Je la cherchai longtemps, jusqu'au jour où, le long d'une rue, je la vis. Elle était là. Ce profil, ses cheveux, son cou, ses mains, c'était elle, sans aucun doute. Elle était assise, les yeux dans le vide, comme ces personnes qui rêvent de ce qu'ils n'ont pas et qu'ils attendent. Mes mains tremblaient, mes genoux tremblaient, mes yeux tremblaient. Mais je devais y aller. Tout en moi avait attendu ce moment. Juste à côté d'elle, je pouvais sentir le parfum de sa peau, la douceur de sa peau, la fraîcheur de sa peau. Je m'approchai, lui touchais doucement l'épaule. Quand elle se retourna, je lui parlai de mes sentiments, de la douleur de son absence et du sacrifice que j'avais fait pour la retrouver. Je lui racontai ma vie depuis que je l'avais vue, et de ce que j'avais vu depuis lors. Quand j'eus fini, elle continua de me regarder, puis mit sa main devant sa bouche et empêcha un rire discret de sortir. "Mais voyons es-tu fou de faire tout cela ? Tu as abandonné tout ce que tu avais juste parce que tu m'as vue ? C'était de la folie ! Imagines-tu la peur de tes parents, leur douleur ? Depuis que tu es parti, ils ne doivent plus dormir, ils doivent prier jour et nuit pour ton retour. Rentre donc chez toi, leur faire honneur, plutôt que de chercher des chimères."

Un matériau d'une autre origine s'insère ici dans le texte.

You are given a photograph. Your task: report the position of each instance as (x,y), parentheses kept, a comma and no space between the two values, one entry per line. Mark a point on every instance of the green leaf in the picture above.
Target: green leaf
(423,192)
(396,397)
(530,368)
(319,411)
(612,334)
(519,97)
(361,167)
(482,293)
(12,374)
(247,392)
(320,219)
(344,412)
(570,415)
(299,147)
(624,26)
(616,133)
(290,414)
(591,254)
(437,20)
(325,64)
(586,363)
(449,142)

Elle tourna la tête, prit le sac qu'elle avait entre les mains, attrapa le bras d'un homme et s'en alla. Juste avant de me quitter, elle regarda un homme habillé en noir et blanc et lui dit : "Aidez ce garçon à rentrer chez lui, il est perdu."

 

Non, je n'étais pas perdu. J'avais tout perdu : l'appétit de savoir, d'avancer, de vivre. Elle avait rejeté tout ce que j'étais d'un revers de la main, sans se soucier de ce que je lui avais dit. Elle n'était pas si belle que cela finalement ; son sourire n'était pas si pur, ses mains dures, et ses cheveux étaient comme des serpents, couverts d'écailles grinçantes. Elle n'était pas pure. Elle était aussi pourrie que le monde du dehors. Et moi, j'étais devenu comme elle. J'étais parti de ma maison et en faisant cela, j'avais fermé toutes les portes du retour ; et elle, sans même se retourner, elle m'avait refusé toute vie, tout futur. J'étais perdu, parce qu'elle l'avait dit : et parce qu'elle l'avait dit, je n'ai plus nul part où aller, nul lieu ne peut recevoir mes pas. Je suis un corps errant dans les rues d'un monde inconnu.